家計研修の目的は、一年を通して収支の変動の大きい農村家庭において、家計管理に関する中長期的な計画を立ててもらうこと、また、収入を向上させることの重要性に気付き、そのためにはどうすれば良いのか家族で話し合ってもらうことにあります。
(写真上:年間を通した収入(グラフ上)と出費(グラフ下)の月毎の推移。支出はほぼ毎月同じようにあるものの、収入がある月は限られており、年間を通じた収支計画が必要なことが分かります)
現在までで、水利組合や生活改善グループなど10か所以上で家計研修を行なってきましたが、収入源にはその地域ごとの特徴が表れており、私も農村部の経済活動について学ぶことが多くありました。
例えば、コメ農家であっても1年を通して自家生産の米を食べられる農家は少なく、多くの農家が収穫から3~6ヵ月後にはコメを購入しているということ。 マダガスカルにおける1人当たりの年間消費量が120キログラムなので、6人家族だとすると月当たり約60kg、年間にして720kgが必要となります。 家計研修を通して、農家にとってPAPRizでコメの生産性を上げることの有意義さを、実感を持って理解することが出来ました。
また、肥料や家畜の餌、ワクチン等の農業・畜産のための投入費は家計の中でも大きな割合を占めていますが、その割に病気や災害などのリスクは避けられず、農家の収入は不確実性が高いということ。このことから、収入の安定には家畜や穀物栽培などの財源多様化が一定の効果を有することを実感しました。牛や豚、鶏を初めとする家畜の飼育や、麦、キャッサバ、豆、サツマイモ等の裏作を行うことはリスク分散、収入向上に貢献しています。

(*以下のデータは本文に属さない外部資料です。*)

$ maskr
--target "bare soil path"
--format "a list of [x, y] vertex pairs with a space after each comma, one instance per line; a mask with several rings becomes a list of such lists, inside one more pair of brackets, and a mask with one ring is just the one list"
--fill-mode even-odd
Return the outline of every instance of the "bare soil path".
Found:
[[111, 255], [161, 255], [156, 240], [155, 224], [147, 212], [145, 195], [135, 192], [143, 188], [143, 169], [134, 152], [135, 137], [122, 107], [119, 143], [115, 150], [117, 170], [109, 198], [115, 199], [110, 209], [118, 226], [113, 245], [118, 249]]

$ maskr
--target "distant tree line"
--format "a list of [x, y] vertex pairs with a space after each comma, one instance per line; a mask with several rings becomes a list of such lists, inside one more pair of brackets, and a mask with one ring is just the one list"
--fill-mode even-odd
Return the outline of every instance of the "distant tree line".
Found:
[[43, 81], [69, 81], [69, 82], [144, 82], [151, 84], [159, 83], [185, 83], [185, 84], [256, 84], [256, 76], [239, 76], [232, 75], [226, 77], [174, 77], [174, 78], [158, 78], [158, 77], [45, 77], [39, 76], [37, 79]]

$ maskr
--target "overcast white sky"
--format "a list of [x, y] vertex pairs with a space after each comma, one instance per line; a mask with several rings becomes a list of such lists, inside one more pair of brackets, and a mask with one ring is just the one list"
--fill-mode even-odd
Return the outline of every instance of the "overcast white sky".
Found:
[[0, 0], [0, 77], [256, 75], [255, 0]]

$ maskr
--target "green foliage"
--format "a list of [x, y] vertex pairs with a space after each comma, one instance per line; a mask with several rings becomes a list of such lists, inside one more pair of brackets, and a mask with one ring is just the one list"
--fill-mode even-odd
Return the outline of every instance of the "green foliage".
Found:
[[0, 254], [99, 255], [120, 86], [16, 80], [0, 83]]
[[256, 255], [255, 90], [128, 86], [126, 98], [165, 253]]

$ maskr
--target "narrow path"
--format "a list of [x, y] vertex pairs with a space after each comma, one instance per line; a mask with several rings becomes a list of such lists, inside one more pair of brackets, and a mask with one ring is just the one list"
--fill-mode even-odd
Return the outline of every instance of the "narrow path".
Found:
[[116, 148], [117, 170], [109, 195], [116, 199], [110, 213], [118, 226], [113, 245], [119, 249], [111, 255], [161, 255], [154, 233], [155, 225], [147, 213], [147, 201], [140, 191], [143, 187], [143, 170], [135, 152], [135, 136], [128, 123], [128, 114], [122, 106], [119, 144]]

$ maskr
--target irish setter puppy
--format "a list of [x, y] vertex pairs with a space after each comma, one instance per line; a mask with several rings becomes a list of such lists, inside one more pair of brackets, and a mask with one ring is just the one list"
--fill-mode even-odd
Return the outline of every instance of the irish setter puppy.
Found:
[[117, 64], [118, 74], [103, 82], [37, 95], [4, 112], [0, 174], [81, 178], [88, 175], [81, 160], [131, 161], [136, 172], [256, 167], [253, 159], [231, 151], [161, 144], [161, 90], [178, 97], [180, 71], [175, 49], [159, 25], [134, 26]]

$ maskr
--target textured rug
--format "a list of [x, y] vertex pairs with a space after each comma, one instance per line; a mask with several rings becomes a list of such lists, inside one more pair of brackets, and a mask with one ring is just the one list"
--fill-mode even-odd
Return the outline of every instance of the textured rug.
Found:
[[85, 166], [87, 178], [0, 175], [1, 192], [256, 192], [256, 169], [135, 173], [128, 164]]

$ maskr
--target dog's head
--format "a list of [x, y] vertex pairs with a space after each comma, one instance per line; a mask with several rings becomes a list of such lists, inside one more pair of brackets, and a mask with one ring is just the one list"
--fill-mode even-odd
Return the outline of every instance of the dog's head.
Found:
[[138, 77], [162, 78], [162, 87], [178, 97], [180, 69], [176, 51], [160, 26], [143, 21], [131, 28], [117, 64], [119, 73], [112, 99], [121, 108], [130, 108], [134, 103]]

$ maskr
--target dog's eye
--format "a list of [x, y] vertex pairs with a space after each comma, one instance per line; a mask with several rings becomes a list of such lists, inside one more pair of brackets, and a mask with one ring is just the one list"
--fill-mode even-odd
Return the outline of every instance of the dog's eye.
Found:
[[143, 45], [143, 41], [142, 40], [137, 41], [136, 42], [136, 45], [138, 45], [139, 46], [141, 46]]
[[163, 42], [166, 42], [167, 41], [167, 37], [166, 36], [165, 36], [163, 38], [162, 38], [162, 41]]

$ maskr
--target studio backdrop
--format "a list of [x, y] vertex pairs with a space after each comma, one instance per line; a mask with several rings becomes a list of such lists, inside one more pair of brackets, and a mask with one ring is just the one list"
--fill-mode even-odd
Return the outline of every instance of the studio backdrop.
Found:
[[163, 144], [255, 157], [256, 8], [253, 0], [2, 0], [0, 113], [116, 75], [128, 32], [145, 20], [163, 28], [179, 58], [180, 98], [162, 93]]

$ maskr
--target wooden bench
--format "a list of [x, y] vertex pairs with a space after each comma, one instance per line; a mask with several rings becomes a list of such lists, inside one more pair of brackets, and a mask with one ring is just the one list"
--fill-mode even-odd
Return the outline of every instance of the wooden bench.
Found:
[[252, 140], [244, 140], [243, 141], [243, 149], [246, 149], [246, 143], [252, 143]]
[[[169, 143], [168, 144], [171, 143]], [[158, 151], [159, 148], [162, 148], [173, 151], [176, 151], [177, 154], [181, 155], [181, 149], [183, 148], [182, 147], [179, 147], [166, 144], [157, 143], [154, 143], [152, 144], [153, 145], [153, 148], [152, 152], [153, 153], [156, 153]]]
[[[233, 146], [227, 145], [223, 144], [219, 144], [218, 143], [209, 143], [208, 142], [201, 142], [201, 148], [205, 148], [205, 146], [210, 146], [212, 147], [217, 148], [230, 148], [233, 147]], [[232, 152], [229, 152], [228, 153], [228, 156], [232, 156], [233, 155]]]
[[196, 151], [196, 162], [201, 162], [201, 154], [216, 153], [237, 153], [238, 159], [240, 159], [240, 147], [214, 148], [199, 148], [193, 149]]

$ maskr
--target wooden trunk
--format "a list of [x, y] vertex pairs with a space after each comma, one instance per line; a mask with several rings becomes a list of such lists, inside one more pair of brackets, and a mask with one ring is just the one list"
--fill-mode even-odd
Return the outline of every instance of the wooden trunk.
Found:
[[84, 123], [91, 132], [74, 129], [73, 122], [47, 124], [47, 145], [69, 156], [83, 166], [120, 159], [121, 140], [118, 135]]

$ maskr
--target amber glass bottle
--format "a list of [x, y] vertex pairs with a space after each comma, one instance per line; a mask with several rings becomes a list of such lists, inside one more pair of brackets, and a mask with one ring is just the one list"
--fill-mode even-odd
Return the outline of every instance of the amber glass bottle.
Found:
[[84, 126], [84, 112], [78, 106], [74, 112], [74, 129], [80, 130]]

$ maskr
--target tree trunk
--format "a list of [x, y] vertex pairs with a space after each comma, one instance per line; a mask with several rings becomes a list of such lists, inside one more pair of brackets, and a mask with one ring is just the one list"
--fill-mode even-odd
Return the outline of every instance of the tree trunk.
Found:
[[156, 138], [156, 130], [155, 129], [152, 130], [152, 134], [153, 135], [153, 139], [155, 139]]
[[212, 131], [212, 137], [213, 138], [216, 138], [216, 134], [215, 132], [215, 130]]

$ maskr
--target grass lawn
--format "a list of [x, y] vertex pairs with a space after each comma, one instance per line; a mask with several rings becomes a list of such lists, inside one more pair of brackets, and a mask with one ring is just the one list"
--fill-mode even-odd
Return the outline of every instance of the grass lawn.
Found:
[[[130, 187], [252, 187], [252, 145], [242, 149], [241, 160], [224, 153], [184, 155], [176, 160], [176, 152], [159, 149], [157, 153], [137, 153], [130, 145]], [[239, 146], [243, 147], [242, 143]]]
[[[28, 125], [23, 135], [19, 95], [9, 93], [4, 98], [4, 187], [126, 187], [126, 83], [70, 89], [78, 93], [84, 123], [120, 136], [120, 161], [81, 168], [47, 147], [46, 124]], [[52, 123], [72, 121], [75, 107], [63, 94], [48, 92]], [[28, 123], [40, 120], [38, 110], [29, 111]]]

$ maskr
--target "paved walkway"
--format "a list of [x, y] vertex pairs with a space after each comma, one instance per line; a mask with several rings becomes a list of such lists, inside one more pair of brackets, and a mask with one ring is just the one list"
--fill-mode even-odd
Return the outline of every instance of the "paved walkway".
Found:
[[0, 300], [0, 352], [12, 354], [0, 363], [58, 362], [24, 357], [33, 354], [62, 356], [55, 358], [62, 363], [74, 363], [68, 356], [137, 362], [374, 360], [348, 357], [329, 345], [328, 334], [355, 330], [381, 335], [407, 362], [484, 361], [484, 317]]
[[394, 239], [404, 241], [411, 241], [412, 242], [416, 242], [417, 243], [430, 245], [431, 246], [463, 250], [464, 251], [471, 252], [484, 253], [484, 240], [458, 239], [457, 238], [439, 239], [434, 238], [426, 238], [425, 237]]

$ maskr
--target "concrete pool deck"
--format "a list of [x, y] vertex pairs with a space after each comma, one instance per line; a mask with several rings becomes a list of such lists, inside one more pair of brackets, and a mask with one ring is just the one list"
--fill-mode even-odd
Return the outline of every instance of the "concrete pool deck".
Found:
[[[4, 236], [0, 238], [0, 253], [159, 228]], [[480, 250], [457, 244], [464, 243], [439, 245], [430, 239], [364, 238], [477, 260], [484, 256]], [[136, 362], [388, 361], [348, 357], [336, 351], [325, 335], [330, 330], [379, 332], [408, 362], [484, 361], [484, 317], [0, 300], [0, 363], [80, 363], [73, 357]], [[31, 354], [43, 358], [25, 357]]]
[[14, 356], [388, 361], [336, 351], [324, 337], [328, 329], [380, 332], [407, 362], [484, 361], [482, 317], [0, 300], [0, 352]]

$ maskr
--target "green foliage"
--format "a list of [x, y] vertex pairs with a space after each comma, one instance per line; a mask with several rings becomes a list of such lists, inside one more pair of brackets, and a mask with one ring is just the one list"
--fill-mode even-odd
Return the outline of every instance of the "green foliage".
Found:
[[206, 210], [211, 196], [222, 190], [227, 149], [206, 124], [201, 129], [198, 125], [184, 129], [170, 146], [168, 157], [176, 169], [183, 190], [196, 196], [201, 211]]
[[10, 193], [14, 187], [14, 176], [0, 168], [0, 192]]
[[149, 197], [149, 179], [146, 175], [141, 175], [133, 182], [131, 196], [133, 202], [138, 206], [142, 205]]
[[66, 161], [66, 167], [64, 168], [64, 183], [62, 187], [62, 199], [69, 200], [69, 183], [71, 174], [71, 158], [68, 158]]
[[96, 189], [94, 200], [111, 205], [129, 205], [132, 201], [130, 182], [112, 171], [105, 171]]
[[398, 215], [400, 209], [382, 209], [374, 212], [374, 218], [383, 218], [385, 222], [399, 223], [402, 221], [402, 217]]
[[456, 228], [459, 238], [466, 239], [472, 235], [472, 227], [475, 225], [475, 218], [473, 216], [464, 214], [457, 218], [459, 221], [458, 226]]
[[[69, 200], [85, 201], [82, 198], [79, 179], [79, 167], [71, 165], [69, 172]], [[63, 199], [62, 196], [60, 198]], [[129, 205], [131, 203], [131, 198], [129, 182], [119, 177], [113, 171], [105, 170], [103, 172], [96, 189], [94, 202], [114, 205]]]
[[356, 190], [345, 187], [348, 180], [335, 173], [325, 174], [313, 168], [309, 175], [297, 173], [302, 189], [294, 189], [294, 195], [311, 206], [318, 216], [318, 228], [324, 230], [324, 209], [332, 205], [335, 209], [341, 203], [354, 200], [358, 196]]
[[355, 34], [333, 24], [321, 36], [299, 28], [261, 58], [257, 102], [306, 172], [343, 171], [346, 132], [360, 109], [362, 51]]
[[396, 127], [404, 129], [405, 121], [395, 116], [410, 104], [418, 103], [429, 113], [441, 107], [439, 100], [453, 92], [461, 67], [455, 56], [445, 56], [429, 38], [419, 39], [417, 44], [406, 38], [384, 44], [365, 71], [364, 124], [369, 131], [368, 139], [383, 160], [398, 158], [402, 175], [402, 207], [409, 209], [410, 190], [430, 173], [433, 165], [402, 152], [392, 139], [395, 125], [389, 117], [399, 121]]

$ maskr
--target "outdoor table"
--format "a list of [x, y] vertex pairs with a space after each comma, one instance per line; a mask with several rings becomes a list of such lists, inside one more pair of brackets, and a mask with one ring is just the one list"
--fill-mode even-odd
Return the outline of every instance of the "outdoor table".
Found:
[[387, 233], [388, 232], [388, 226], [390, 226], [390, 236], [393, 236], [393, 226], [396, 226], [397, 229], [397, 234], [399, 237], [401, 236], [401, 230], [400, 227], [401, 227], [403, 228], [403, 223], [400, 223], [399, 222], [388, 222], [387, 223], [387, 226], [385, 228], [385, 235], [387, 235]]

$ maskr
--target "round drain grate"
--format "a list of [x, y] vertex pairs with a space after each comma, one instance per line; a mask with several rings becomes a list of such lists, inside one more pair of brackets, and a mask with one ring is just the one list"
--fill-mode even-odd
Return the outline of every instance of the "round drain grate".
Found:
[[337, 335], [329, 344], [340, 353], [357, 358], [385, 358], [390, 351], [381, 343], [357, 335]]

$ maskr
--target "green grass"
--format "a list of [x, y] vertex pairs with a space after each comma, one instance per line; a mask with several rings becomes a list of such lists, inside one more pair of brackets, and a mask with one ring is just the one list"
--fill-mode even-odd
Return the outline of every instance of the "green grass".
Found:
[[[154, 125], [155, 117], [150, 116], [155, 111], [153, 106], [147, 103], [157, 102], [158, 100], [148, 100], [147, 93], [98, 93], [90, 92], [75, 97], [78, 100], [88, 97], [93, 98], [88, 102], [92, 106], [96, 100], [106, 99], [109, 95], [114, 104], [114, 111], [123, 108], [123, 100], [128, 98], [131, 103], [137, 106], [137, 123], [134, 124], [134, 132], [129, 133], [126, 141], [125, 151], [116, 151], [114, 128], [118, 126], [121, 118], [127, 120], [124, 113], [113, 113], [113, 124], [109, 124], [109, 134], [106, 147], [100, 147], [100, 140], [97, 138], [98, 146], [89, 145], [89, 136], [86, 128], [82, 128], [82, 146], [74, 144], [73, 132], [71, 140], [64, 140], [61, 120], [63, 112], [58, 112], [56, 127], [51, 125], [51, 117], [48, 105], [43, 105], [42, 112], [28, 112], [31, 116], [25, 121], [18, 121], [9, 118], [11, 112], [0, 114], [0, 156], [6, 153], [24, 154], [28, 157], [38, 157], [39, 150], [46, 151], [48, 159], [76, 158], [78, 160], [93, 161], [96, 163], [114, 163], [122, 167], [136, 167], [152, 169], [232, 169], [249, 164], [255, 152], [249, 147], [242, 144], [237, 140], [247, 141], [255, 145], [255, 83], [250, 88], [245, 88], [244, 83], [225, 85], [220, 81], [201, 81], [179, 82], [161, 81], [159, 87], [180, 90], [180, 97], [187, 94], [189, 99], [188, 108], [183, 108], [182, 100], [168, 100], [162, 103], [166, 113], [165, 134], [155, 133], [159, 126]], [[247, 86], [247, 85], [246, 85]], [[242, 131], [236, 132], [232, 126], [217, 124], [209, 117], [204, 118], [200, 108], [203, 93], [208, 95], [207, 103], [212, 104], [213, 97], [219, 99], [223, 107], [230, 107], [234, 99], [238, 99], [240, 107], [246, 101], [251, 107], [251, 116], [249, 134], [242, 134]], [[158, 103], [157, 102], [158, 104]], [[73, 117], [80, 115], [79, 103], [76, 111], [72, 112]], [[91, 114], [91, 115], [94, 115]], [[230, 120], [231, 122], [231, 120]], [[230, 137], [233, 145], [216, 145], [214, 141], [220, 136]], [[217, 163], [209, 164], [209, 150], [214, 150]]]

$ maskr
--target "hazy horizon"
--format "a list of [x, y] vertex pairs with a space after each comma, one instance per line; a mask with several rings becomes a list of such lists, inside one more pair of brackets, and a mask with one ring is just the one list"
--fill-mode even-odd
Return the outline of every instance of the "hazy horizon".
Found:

更に収穫月である4月は米の値段は底値となり、多くの農家で米が尽きる時期11~12月には比較的高く買い取ってもらえます。家畜はクリスマスや独立記念日などの行事がある月に需要が高いそうです。家計研修開催時には、こういった販売テクニックも織り交ぜながら販売時期や方法についても考える機会を持ってもらいます。
(写真上:家計研修実施時に作成する年間の収支表。いつ何を販売すべきか、ということも考えながら作成します)
研修を家計の改善に活かすために、PDS(Plan-Do-See)を用いたフォロー・アップを推奨しています。まず家計研修を通して一年の大凡の経済活動を把握し、月毎の大体の予算を決定(Plan)したのちに、毎月家計簿をつけることで実際の収支(Do)と照らし合わせる。そこから「無駄な出費がなかったか」、「残額を増やすにはどうすれば良かったのか」等家庭で分析(See)をし来月以降の収支計画に活かす、という方法です。
また、「どうしたら楽しみながら家計管理について学ぶ機会を提供できるか」と考え、現在「買い物すごろく」を作成中です。
何故ならば、すごろくに買い物の要素を盛り込むことで、物を選択し、お金と交換するという消費活動の模擬体験ができるのではないか、と考えたからです。
マダガスカルの農家の生活習慣も取り入れ、子どもだけでなく大人にも「予算の範囲内で選択し、購入する」という適切な消費活動を学ぶ機会を提供していきたいです。